Review

Jojo review: Exploring a character more deeply could have made this thriller a treat

Release Date: 09 Mar 2018 / Rated: U/A / 01hr 22min


Cinestaan Rating

  • Acting:
  • Direction:
  • Music:
  • Story:

Roushni Sarkar

The film could have lingered more on the scary elements and offered a climax that is original.

Arghadeep Chatterjee’s directorial debut Jojo’s success lies in its shift between a horror film and a psychological thriller. However, the film could, perhaps, have lingered more on the scary elements and offered a climax that was original.

Jojo is definitely an unusual attempt for a newcomer director in Bengali cinema as despite the abundance of horror stories in Bengali literature, the genre has not been adequately explored by the film industry.

The twists from the beginning of the film, woven with a dramatic pace, set the mood of the film. The changes in the storyline also save the common motifs of the horror genre — the palatial haunted house, the clowns — from appearing clichéd.

Jojo attempts to be spine-chilling with consistency in pace, crafty camerawork and fitting performances by the protagonists.

The film begins with tension as the female protagonist Mrittika (Darshana Banik) receives repeated calls from a stranger. She is in love with Rahul (Satyam Bhattacharya) and shares every secret with her best friend Polo (Saayoni Ghosh). Polo is a little possessive about Mrittika and does not approve of Rahul.

The stranger warns Mrittika of a danger ahead as she goes out on a date with Rahul. While partying, it seems she has been drugged by Rahul. Having been advised by the stranger on the phone, Mrittika leaves the party. While driving, she runs over a passer-by. Mrittika tries to connect with the stranger, but in vain.

On Polo’s advice, Mrittika leaves the city and takes up the job of a part-time governess in Bilaspur. The next morning of her arrival, she is introduced to Jojo, the centre of the mystery in the film.

The character of Jojo invites strange occurrences and encounters with Mrittika in the mansion that prepares the audience for more jolts of horror. However, it seems that the climax takes place too early, before providing the audience with a satisfactory amount of the suspense quotient that could have taken it to the pinnacle of their experience.

The surprises come as the plot keeps shifting from a thriller to a horror story and then again to a psychological thriller; however, the content and a few parts of the treatment in the end drop the temperament of the film. The exposition of the thriller is skilfully connected to the twists in the beginning but the theme has been exhausted by numerous Hindi films such as Gupt (1997) and Darr (1993).

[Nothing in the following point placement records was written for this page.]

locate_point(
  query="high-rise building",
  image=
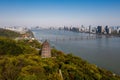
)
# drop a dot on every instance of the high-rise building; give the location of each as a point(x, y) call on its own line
point(100, 29)
point(46, 50)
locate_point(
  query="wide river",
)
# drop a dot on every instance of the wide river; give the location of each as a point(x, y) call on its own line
point(100, 50)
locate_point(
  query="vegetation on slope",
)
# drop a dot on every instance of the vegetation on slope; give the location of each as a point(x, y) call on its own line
point(33, 67)
point(20, 60)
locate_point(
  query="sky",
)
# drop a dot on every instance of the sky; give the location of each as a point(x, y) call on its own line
point(58, 13)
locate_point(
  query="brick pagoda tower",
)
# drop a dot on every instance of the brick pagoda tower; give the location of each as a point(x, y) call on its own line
point(46, 50)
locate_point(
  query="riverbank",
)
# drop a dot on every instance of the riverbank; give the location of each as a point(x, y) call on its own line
point(103, 52)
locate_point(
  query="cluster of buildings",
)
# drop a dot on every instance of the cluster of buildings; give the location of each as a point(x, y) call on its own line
point(96, 30)
point(21, 30)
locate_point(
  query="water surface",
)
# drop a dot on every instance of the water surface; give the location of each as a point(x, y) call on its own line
point(104, 52)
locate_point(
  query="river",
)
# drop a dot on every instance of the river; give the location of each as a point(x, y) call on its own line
point(100, 50)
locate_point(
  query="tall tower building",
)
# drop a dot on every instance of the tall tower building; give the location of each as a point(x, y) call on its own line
point(46, 50)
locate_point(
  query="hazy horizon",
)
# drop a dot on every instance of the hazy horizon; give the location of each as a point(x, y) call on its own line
point(59, 12)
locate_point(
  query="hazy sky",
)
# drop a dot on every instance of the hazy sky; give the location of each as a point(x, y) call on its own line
point(59, 12)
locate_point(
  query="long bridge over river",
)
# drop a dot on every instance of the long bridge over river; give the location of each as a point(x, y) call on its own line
point(74, 38)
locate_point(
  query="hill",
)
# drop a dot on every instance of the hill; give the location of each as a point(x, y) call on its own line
point(20, 60)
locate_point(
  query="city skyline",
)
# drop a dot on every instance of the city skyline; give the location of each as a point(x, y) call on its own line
point(59, 12)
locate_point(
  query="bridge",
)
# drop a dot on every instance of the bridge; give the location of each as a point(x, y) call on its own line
point(74, 38)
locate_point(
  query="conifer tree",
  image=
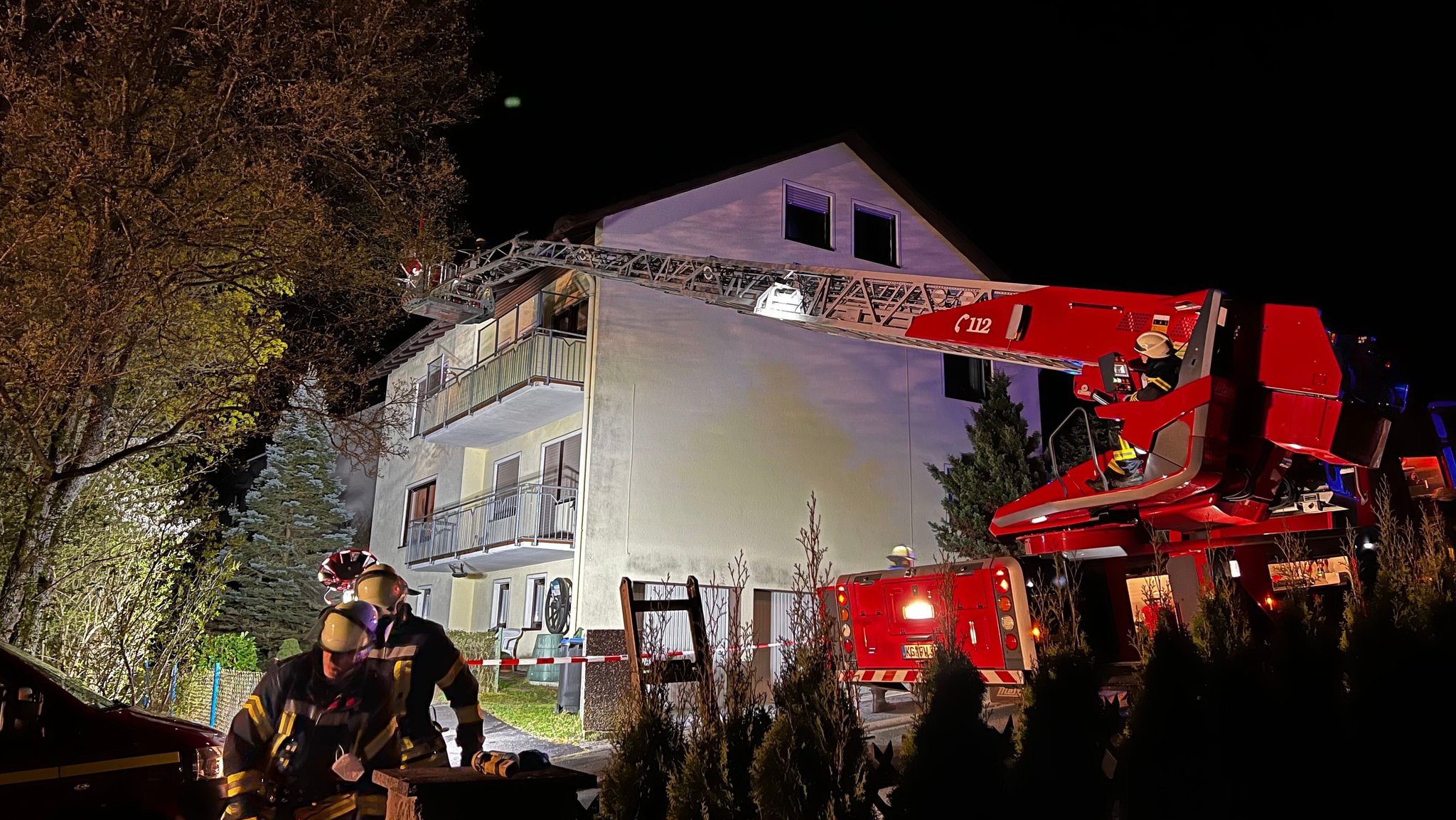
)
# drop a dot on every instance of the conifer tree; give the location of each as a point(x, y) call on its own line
point(294, 518)
point(1001, 467)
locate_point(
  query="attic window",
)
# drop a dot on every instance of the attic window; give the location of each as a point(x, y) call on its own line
point(965, 378)
point(877, 235)
point(807, 216)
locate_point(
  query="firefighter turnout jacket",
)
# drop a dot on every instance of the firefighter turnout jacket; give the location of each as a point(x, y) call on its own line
point(284, 743)
point(1160, 379)
point(417, 656)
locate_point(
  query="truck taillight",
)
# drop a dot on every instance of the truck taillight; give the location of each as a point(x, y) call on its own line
point(918, 611)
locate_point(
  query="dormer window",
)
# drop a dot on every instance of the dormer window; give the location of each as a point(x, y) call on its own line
point(807, 216)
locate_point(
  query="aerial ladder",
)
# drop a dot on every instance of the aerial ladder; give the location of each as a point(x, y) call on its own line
point(1264, 433)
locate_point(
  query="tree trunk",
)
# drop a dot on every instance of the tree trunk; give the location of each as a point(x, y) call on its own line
point(26, 585)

Mrittika’s fear and helplessness that Polo finds to be mere hallucinations add to the thrill and the dramatic elements of the film. Darshana Banik doesn’t seem to be an amateur in her first lead role; rather, she becomes the embodiment of her tense surroundings.

Anirban Bhattacharya, the male protagonist, puts in all his dedication and effort in his performance. He does not let go of the opportunity to play a dream role that many actors desire in their career and definitely sends a chill down the spine with his strange amiability.

Saayoni Ghosh adapts herself well into the character of a tomboyish and caring friend who neither believes in love nor in ghosts.

Arghadeep Chatterjee fares better in direction than in weaving an original plot. Cinematographer Amlan Saha deserves all the credit for creating and maintaining the dark ambience throughout the film. Also, a sense of alert in each frame makes the film a treat for the audience in a majority of the portions.

The background score in a horror film plays a crucial role. Nilanjan Ghosh has done a successful job in this regard, with ample preludes and apt use of unusual instruments such as conch shells to create effects. The two songs —  'Mukhosh', rendered by Ujjaini Mukherjee and 'Biroti' sung, composed and written by Ronnie, not only fit well into the sequences, but also stand out as unique compositions.

Art director Anandya Adhya contributes a lot in bringing out the essence of the film with his thoughtful set decoration in the haunted house.

Had the absurdity surrounding the character of Jojo been explored more, it would not hamper the storyline of the film. Perhaps, a bit more grey shades in the character of the criminal, instead of focusing on revealing the truth behind every twist, could have made the plot of the film more closely knit.